Search code examples
dspace

Harvest a collection from a external repository


i'm trying harvest a collection from a external repository by OAI service, but when i try ping the url by terminal or test the configurations harvest in module xmlui:

By xmlui, testing the configurations of collection return this:

* OAI server could not be reached.

By terminal:

C:\dspace5\bin>dspace harvest -g -a https://repositorioaberto.uab.pt/oai/request -i all

Using DSpace installation in: C:\dspace5

Testing basic PMH access:  8967 [main] DEBUG ORG.oclc.oai.harvester2.verb.HarvesterVerb  - requestURL=https://repositorioaberto.uab.pt/oai/request?verb=Identify
23544 [net.sf.ehcache.CacheManager@6d167f58] DEBUG net.sf.ehcache.util.UpdateChecker  - Update check failed: java.net.ConnectException: Connection timed out: connect
invalidAddress: OAI server could not be reached.

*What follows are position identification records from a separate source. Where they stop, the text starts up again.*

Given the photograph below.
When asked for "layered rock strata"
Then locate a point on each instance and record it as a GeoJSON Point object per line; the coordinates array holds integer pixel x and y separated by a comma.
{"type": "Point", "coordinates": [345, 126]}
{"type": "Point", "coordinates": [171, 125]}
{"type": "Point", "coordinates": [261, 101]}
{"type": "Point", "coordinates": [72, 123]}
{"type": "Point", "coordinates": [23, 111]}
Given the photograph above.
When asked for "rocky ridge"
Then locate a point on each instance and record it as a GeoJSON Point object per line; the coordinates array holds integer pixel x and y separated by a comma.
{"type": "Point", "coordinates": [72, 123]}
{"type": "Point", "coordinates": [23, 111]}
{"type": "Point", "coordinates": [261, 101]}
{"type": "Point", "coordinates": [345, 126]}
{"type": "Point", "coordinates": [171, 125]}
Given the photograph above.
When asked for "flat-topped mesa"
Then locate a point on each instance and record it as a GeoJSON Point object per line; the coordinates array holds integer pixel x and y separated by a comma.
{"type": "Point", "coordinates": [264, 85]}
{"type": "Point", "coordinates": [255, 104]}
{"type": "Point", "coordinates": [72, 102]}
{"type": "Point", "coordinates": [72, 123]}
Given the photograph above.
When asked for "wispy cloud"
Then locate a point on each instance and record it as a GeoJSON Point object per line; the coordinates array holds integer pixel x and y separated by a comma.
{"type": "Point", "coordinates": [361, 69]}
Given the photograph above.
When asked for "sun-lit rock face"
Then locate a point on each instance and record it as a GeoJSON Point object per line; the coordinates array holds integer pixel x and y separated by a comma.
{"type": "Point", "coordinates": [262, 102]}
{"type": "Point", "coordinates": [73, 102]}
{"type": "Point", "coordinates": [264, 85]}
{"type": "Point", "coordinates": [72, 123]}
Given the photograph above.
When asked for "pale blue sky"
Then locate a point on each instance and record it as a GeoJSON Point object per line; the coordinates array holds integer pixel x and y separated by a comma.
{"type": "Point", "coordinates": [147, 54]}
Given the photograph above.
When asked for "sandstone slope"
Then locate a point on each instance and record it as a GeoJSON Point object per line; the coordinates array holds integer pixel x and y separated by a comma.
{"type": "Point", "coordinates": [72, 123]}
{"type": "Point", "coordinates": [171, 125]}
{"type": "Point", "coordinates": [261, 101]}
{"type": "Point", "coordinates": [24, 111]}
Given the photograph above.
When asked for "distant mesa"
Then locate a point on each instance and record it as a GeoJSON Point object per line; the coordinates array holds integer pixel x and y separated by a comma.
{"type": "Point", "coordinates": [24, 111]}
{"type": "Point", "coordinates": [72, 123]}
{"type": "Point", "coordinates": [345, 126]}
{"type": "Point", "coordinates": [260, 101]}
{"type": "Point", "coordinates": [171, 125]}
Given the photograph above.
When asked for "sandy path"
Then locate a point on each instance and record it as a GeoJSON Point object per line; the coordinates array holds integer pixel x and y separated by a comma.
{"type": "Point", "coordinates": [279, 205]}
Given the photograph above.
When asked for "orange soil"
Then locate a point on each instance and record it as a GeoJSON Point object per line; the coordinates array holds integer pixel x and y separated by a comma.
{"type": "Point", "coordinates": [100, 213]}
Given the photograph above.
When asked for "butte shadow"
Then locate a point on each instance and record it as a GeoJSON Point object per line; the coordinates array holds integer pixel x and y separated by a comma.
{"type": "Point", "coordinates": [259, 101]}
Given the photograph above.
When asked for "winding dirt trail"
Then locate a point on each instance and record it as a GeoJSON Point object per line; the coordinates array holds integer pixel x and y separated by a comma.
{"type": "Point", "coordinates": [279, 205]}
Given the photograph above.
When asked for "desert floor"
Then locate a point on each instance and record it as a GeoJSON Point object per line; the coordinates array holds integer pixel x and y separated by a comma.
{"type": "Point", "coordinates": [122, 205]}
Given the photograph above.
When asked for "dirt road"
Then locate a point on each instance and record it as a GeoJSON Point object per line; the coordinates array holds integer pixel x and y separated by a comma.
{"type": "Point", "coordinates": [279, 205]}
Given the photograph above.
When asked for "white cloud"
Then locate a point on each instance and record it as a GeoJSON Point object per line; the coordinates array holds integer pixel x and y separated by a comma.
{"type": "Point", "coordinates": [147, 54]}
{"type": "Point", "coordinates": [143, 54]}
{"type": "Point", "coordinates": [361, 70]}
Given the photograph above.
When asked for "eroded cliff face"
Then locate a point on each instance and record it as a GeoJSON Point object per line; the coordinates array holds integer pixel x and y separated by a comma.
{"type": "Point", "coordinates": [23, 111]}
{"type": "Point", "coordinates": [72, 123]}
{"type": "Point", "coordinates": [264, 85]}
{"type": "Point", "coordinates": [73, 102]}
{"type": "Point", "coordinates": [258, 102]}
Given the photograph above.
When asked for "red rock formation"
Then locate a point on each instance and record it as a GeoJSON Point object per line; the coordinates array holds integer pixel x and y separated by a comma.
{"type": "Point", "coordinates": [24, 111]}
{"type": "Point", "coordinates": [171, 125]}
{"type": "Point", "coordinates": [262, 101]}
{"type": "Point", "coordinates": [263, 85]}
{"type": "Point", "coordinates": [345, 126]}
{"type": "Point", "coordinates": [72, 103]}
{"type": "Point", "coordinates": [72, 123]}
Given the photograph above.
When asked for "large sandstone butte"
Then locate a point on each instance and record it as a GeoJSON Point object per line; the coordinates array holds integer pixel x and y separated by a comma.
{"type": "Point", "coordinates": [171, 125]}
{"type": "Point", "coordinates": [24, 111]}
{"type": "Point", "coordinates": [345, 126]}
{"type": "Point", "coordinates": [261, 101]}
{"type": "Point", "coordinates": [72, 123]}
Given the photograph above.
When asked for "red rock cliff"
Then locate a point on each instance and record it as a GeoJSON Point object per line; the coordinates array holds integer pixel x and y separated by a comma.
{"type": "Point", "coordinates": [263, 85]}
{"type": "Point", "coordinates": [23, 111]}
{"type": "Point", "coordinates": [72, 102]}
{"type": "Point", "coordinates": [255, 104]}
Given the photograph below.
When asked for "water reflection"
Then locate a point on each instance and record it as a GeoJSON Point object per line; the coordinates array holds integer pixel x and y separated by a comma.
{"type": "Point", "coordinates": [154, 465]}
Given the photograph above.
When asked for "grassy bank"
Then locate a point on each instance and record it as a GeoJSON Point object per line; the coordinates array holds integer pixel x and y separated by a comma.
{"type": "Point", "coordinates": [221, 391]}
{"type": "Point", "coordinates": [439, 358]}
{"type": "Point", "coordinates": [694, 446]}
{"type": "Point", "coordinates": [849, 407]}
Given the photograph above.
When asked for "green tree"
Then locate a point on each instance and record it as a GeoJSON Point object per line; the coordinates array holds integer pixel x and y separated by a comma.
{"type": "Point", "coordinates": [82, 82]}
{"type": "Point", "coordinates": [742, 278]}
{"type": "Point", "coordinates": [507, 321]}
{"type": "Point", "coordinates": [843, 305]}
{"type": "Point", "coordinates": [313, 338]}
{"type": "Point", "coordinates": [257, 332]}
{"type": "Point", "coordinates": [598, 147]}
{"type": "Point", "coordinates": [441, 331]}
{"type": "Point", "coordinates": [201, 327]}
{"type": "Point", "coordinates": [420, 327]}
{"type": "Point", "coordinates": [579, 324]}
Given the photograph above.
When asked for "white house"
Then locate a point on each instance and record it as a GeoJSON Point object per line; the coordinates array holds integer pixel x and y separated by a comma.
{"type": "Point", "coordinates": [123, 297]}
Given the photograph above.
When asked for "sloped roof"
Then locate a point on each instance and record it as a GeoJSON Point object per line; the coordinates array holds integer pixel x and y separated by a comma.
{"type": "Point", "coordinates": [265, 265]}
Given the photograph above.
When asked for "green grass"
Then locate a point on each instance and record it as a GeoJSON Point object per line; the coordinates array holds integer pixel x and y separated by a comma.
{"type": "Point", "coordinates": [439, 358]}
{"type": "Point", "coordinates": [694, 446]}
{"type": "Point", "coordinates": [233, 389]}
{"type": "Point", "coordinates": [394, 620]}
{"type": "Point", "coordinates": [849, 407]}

Testing ORE support:  31598 [main] DEBUG ORG.oclc.oai.harvester2.verb.HarvesterVerb  - requestURL=https://repositorioaberto.uab.pt/oai/request?verb=Identify
invalidAddress: OAI server could not be reached.
52641 [main] DEBUG net.sf.ehcache.CacheManager  - CacheManager already shutdown

By terminal returning status: 200 OK!:

Other test with other url oai service:

Using DSpace installation in: C:\dspace5
Testing basic PMH access:  38726 [main] DEBUG ORG.oclc.oai.harvester2.verb.HarvesterVerb  - requestURL=https://demo.dspace.org/oai/request?verb=Identify
40198 [main] DEBUG ORG.oclc.oai.harvester2.verb.HarvesterVerb  - responseCode=200
40205 [main] DEBUG ORG.oclc.oai.harvester2.verb.HarvesterVerb  - contentEncoding=null
41265 [main] DEBUG ORG.oclc.oai.harvester2.verb.HarvesterVerb  - requestURL=https://demo.dspace.org/oai/request?verb=ListMetadataFormats
41278 [main] DEBUG ORG.oclc.oai.harvester2.verb.HarvesterVerb  - responseCode=200
41284 [main] DEBUG ORG.oclc.oai.harvester2.verb.HarvesterVerb  - contentEncoding=null
41292 [main] DEBUG ORG.oclc.oai.harvester2.verb.HarvesterVerb  - requestURL=https://demo.dspace.org/oai/request?verb=ListMetadataFormats
41350 [main] DEBUG ORG.oclc.oai.harvester2.verb.HarvesterVerb  - responseCode=200
41398 [main] DEBUG ORG.oclc.oai.harvester2.verb.HarvesterVerb  - contentEncoding=null
OK

Testing ORE support:  41541 [main] DEBUG ORG.oclc.oai.harvester2.verb.HarvesterVerb  - requestURL=https://demo.dspace.org/oai/request?verb=Identify
41555 [main] DEBUG ORG.oclc.oai.harvester2.verb.HarvesterVerb  - responseCode=200
41555 [main] DEBUG ORG.oclc.oai.harvester2.verb.HarvesterVerb  - contentEncoding=null
41557 [main] DEBUG ORG.oclc.oai.harvester2.verb.HarvesterVerb  - requestURL=https://demo.dspace.org/oai/request?verb=ListMetadataFormats
41566 [main] DEBUG ORG.oclc.oai.harvester2.verb.HarvesterVerb  - responseCode=200
41570 [main] DEBUG ORG.oclc.oai.harvester2.verb.HarvesterVerb  - contentEncoding=null
41573 [main] DEBUG ORG.oclc.oai.harvester2.verb.HarvesterVerb  - requestURL=https://demo.dspace.org/oai/request?verb=ListMetadataFormats
41591 [main] DEBUG ORG.oclc.oai.harvester2.verb.HarvesterVerb  - responseCode=200
41591 [main] DEBUG ORG.oclc.oai.harvester2.verb.HarvesterVerb  - contentEncoding=null
OK

41604 [main] DEBUG net.sf.ehcache.CacheManager  - CacheManager already shutdown

This is related with proxy of my dspace application or the application oai service collected?

My proxy configurations are sett correctly:

http.proxy.host= http://myproxy.org

http.proxy.port = 8080

I tested too, in others environments dspace without proxy and including in the demo.dspace.org/xmlui. it returns the same error:

  • OAI server could not be reached.

I honestly am not able to see the problem or how to solve this


Solution

  • If I open up your OAI landing page at https://repositorioaberto.uab.pt/oai/request?verb=Identify

    I see that the links for the OAI verbs do not conform to the original URL

    http://repositorioaberto.uab.pt/oaiextended/request?verb=ListSets

    Can you explain why "oaiextended" is part of the path? Could this be the source of the problem?